Stresstest für die San Hist
In der San Hist werden regelmässige Einsatztrainings durchgeführt, um die Bereitschaft überprüfen zu können, sagt Oblt Gertsch. Das letzte Controlling habe gezeigt, dass die Einsatzbereitschaft bei 99 Prozent liegt. Die beanstandeten Punkte seien mittlerweile korrigiert. Hier verweist Gertsch zudem auf stattgefundene Simulationen in den vergangenen Jahren. So habe etwa eine Simulation im Jahr 2020 gezeigt, dass bei vollem Durchlauf rund 50 Patienten pro Stunde behandelt werden könnten. Zudem habe im laufenden Jahr ein sogenanntes «Wargaming» mit der Polizei stattgefunden. Dabei seien verschiedene Szenarien durchgespielt worden. Man habe erkannt, welches die wichtigen Schnittstellen in der Zusammenarbeit von zivilen Blaulichtorganisationen und der Armee sind. Weiter habe diese Übung aufgezeigt, in welchen Bereichen die gemeinsame Arbeit verbessert werden muss.
Modernste Technologien unterstützen den reibungslosen Ablauf
Kommt es zu einem Massenanfall von Verletzten, zählt jede Sekunde. Zivile Einsatzteams erfassen auf dem Schadenplatz die persönlichen Angaben des Patienten und führen eine sogenannte «Damage-Kontrolle» durch. Sie beinhaltet unter anderem Blutungskontrollen, Dekontaminationen und Dekompressionen (Druckentlastung) im Bereich zwischen Brustkorb und Becken. Bei der «Damage-Kontrolle» werden die Patienten bereits anhand der zugeführten Verletzungen triagiert. Sie erhalten den Status «T1» bei lebensbedrohlichen, den Status «T2» bei mittelschweren und den Status «T3» bei leichten Verletzungen.

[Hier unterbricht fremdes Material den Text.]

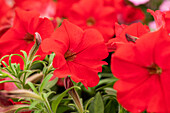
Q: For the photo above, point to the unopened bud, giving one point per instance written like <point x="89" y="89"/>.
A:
<point x="68" y="83"/>
<point x="130" y="38"/>
<point x="38" y="38"/>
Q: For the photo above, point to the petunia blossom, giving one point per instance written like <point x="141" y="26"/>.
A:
<point x="131" y="14"/>
<point x="135" y="30"/>
<point x="143" y="71"/>
<point x="78" y="53"/>
<point x="21" y="35"/>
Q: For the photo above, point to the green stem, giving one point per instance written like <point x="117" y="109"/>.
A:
<point x="47" y="105"/>
<point x="76" y="100"/>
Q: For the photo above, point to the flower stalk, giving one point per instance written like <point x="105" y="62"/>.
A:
<point x="68" y="83"/>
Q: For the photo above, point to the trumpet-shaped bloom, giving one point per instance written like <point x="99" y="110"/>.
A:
<point x="143" y="71"/>
<point x="162" y="19"/>
<point x="78" y="53"/>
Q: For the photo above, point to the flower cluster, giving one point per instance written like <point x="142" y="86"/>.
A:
<point x="73" y="39"/>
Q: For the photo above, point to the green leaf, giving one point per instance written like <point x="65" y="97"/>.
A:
<point x="44" y="82"/>
<point x="3" y="58"/>
<point x="33" y="104"/>
<point x="51" y="83"/>
<point x="4" y="81"/>
<point x="32" y="87"/>
<point x="97" y="106"/>
<point x="110" y="91"/>
<point x="51" y="58"/>
<point x="21" y="109"/>
<point x="56" y="102"/>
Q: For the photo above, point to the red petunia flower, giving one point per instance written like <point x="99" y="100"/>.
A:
<point x="135" y="30"/>
<point x="21" y="35"/>
<point x="143" y="71"/>
<point x="6" y="15"/>
<point x="78" y="53"/>
<point x="162" y="19"/>
<point x="93" y="14"/>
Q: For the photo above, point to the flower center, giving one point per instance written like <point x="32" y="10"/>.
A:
<point x="90" y="21"/>
<point x="69" y="56"/>
<point x="29" y="38"/>
<point x="154" y="69"/>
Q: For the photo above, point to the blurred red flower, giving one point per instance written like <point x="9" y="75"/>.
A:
<point x="63" y="7"/>
<point x="143" y="71"/>
<point x="21" y="35"/>
<point x="162" y="19"/>
<point x="93" y="14"/>
<point x="78" y="53"/>
<point x="131" y="14"/>
<point x="46" y="8"/>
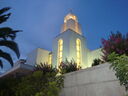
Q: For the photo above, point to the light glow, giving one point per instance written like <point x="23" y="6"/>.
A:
<point x="60" y="51"/>
<point x="78" y="52"/>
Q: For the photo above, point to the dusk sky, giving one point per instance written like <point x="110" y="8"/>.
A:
<point x="41" y="20"/>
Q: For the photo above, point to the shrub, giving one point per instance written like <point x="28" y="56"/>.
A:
<point x="43" y="81"/>
<point x="119" y="63"/>
<point x="117" y="43"/>
<point x="97" y="62"/>
<point x="66" y="66"/>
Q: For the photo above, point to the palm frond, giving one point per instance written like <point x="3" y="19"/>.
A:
<point x="4" y="10"/>
<point x="12" y="45"/>
<point x="6" y="56"/>
<point x="7" y="32"/>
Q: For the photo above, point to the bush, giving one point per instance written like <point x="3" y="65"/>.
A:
<point x="119" y="63"/>
<point x="46" y="68"/>
<point x="43" y="81"/>
<point x="117" y="43"/>
<point x="66" y="67"/>
<point x="97" y="62"/>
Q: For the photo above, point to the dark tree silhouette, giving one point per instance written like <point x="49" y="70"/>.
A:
<point x="7" y="36"/>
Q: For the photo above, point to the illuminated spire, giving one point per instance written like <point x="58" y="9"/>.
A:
<point x="71" y="22"/>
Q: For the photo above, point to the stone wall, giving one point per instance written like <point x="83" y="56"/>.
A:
<point x="94" y="81"/>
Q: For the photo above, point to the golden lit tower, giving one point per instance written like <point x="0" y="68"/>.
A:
<point x="70" y="43"/>
<point x="71" y="22"/>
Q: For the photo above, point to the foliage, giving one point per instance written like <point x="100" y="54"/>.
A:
<point x="97" y="62"/>
<point x="45" y="67"/>
<point x="8" y="85"/>
<point x="119" y="63"/>
<point x="66" y="66"/>
<point x="7" y="35"/>
<point x="34" y="84"/>
<point x="117" y="43"/>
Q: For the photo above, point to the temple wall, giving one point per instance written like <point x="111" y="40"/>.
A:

All diese Informationen werden in einem digitalen Patientendossier abgelegt. Dafür lesen die Sanitätssoldaten beim Eintreffen des Patienten in der San Hist mittels Scanner einen QR-Code ab. Gfr Wilhelm bestätigt die Einsatztauglichkeit dieses Systems: «Es ist eine super Sache.»

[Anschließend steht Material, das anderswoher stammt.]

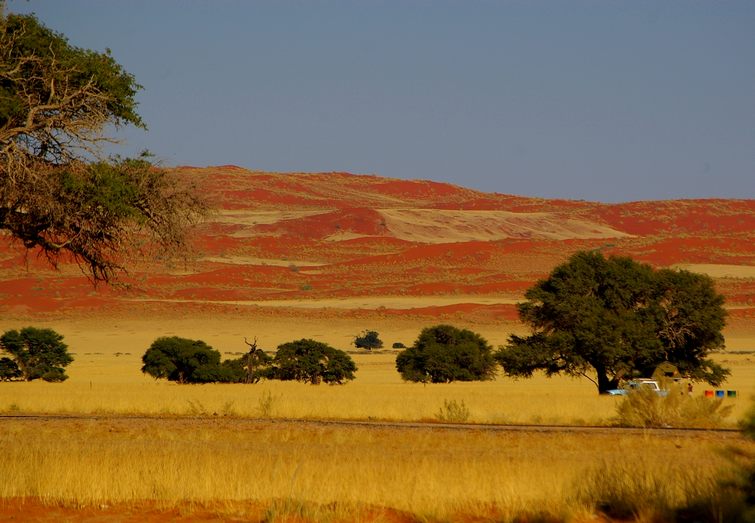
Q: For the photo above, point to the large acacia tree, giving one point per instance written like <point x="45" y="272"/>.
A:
<point x="608" y="318"/>
<point x="59" y="193"/>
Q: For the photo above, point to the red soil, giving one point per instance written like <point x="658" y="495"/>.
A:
<point x="374" y="262"/>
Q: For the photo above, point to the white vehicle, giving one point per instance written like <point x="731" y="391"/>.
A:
<point x="639" y="384"/>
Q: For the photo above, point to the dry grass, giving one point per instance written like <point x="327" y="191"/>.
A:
<point x="106" y="383"/>
<point x="326" y="473"/>
<point x="431" y="473"/>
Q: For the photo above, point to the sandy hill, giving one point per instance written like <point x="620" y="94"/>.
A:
<point x="337" y="240"/>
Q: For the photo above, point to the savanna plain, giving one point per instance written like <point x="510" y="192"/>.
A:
<point x="116" y="445"/>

ABC-Mittel - nachweisen und bekämpfen
Neben der San Hist haben die ABC-Abwehrtruppen ihre Zelte aufgeschlagen. Rund ein Dutzend Spezialisten steht rund um die Uhr für einen potenziellen Notfall bereit. In einer Notfallsituation ist es essentiell, dass die Kampfstoffe so rasch als möglich nachgewiesen werden. Dazu stehen der Truppe modernste Arbeitsmittel wie etwa die «RA04 Ceberus Sonde» und das «Gefahrenstoffnachweisgerät GENAG 20» zur Verfügung. Es kann ohne die notwendige Verfügbarkeit von Stromquellen eingesetzt werden. Zudem unterscheidet sich diese Methode grundlegend von der elektronischen Messmethode und dient als «unabhängige Zweitmeinung». Lt Manyak ergänzt: «Wir haben bei den ABC-Abwehrtruppen den Vorteil, dass wir über modernstes Material verfügen.» Das zeige sich beispielsweise bei den Zelten sowie bei den Analysegeräten. «Mit dem neuen GENAG 20 haben wir das ganze Einsatzspektrum abgedeckt. Ich und meine Kameraden sind sehr gut ausgebildet. Wir können alle Nerven-, Haut- und Blutgifte nachweisen.» Auf die Frage, ob er und seine Soldaten bereit sind, antwortet Lt Manyak ohne zu zögern: «Klar, zu 100 Prozent.»